As we explained in our previous post, the case arose out of the debt collector’s choice of venue in filing a collections lawsuit. The debt collector relied on the Seventh Circuit’s 18-year-old controlling precedent interpreting the FDCPA’s venue provision and probably never foresaw that its entirely justified conduct would result in FDCPA liability. The problem was that of timing. During the pendency of the debt collection lawsuit, the Seventh Circuit overruled itself, thus rendering the debt collector’s choice of venue erroneous. When the borrower sued, the trial court entered a judgment for the debt collector on the grounds of a bona fide error defense. Sitting en banc, the Seventh Circuit reversed on the grounds that the new precedent applied retroactively and, therefore, the debt collector’s conduct violated the FDCPA even though it had not at the time of the conduct.

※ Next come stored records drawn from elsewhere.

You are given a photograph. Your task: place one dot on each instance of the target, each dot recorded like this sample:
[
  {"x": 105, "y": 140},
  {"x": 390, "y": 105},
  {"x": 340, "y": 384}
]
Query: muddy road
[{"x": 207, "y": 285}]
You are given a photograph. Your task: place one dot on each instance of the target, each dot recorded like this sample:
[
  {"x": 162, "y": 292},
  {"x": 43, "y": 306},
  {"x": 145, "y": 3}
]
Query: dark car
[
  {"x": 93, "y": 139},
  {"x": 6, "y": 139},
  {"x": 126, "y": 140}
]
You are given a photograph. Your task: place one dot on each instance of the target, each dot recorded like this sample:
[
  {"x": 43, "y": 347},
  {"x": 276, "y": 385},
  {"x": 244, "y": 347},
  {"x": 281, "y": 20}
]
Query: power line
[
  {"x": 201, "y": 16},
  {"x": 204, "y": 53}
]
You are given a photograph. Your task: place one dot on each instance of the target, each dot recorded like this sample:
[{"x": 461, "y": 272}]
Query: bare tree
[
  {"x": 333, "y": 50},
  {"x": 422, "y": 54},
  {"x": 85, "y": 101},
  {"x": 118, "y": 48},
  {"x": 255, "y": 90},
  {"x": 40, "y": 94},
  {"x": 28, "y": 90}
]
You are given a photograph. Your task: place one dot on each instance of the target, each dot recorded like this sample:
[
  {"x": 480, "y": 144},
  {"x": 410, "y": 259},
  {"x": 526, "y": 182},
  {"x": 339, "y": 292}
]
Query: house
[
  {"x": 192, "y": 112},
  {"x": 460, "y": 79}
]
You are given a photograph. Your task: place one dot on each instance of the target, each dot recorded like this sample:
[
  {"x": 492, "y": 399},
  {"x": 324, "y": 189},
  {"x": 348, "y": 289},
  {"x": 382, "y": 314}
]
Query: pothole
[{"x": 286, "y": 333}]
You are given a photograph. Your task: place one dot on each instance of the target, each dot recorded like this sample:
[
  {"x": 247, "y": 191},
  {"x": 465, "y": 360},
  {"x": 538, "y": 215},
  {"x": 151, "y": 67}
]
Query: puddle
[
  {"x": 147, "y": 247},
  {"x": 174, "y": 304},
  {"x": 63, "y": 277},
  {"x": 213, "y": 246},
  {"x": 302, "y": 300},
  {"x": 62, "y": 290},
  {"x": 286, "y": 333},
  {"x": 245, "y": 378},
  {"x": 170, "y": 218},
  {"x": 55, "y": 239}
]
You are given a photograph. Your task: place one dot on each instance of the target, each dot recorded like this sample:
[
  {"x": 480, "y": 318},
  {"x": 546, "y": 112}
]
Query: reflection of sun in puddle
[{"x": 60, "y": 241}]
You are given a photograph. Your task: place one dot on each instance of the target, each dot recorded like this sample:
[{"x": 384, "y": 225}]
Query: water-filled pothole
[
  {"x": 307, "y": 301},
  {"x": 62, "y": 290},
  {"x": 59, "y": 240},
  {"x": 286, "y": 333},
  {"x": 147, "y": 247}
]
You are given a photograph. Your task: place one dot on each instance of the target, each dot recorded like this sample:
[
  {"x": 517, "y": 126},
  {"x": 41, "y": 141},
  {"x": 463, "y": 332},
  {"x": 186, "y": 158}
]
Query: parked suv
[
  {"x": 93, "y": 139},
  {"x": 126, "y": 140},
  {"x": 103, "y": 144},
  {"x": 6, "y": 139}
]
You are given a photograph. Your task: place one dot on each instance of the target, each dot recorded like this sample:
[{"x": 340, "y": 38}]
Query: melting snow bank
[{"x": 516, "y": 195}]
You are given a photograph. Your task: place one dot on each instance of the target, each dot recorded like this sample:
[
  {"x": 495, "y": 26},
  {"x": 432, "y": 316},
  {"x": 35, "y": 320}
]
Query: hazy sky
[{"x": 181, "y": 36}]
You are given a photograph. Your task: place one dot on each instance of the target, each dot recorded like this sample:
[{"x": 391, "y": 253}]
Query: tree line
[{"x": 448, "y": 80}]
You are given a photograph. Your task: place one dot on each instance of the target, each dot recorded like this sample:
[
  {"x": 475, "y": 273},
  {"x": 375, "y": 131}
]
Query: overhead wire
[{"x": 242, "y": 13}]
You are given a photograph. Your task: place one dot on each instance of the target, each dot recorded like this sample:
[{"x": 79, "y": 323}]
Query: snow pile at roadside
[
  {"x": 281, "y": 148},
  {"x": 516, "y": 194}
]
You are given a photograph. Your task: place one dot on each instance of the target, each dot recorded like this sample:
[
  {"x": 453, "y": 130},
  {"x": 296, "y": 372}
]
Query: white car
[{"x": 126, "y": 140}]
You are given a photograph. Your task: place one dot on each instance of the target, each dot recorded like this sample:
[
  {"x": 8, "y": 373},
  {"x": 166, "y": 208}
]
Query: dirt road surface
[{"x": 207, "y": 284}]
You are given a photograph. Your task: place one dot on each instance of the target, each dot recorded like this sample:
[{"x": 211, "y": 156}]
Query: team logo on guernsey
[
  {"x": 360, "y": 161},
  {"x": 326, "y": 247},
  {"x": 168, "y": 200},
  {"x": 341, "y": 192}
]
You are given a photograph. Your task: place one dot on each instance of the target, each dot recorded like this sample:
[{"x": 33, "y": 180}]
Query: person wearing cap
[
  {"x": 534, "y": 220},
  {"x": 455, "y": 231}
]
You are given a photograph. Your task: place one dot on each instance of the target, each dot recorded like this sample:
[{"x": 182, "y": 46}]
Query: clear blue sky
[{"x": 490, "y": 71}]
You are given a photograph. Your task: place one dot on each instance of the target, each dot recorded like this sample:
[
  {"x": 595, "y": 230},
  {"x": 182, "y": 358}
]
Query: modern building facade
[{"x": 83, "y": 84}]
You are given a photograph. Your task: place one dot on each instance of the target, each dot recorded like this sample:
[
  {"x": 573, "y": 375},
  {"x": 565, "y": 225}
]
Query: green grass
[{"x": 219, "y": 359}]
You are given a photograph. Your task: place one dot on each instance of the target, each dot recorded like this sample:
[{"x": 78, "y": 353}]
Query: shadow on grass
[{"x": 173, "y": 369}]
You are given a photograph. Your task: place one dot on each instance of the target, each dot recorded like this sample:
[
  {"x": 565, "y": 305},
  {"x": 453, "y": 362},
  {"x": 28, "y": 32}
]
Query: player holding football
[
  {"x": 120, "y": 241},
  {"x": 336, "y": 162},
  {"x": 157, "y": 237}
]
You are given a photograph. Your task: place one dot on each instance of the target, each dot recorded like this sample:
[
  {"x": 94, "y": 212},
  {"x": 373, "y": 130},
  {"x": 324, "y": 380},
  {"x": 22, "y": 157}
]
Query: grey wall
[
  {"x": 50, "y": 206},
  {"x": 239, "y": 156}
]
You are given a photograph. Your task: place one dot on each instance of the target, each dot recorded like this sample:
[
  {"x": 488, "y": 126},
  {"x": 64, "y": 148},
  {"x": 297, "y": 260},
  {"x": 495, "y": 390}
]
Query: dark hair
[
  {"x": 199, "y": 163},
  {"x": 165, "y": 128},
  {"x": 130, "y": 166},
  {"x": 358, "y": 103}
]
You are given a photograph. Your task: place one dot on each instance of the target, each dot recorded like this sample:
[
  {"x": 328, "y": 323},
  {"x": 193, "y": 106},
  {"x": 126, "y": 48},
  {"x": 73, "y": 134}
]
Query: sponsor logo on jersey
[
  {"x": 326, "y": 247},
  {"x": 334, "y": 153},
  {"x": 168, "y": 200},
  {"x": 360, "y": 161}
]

The Seventh Circuit also rejected the debt collector’s argument that its venue choice was subject to a bona fide error defense.

In its petition to the Supreme Court, the debt collector led with a quote from Justice Kennedy’s dissent in Jerman v. Carlisle, McNellie, Rini, Kramer & Ulrich, L.P.A., 559 U.S. 573 (2010). The majority in Jerman held that the bona fide error defense under the FDCPA applies to mistakes of fact and not mistakes of law, no matter how justified. In his dissent, Justice Kennedy predicted that the Supreme Court’s holding would result in liability where a debt collector follows a “particular practice [that] is compelled by existing precedent … if that precedent is later overruled.”

This is exactly what happened here. As the debt collector emphasized, the issue with the Seventh Circuit’s expansive reading of Jerman is that it characterized the debt collector’s error as an unprotected “mistake of law” despite the undisputed fact that, at the time of the conduct at issue, there was no mistake at all. To be sure, the debt collector’s choice of venue did not become a mistake until the Seventh Circuit changed its controlling precedent and retroactively applied it to the debt collector’s conduct after it took place.

As a result of the Supreme Court’s denial of the debt collector’s petition, the Seventh Circuit’s ruling stays in place, along with all the unfortunate ramifications that will likely follow. In fact, the Seventh Circuit already relied on Oliva in a recent decision and held that a defendant’s reliance on the Seventh Circuit’s prior precedent did not absolve the defendant from liability under the FDCPA.

We will continue to monitor Oliva’s progeny as it develops.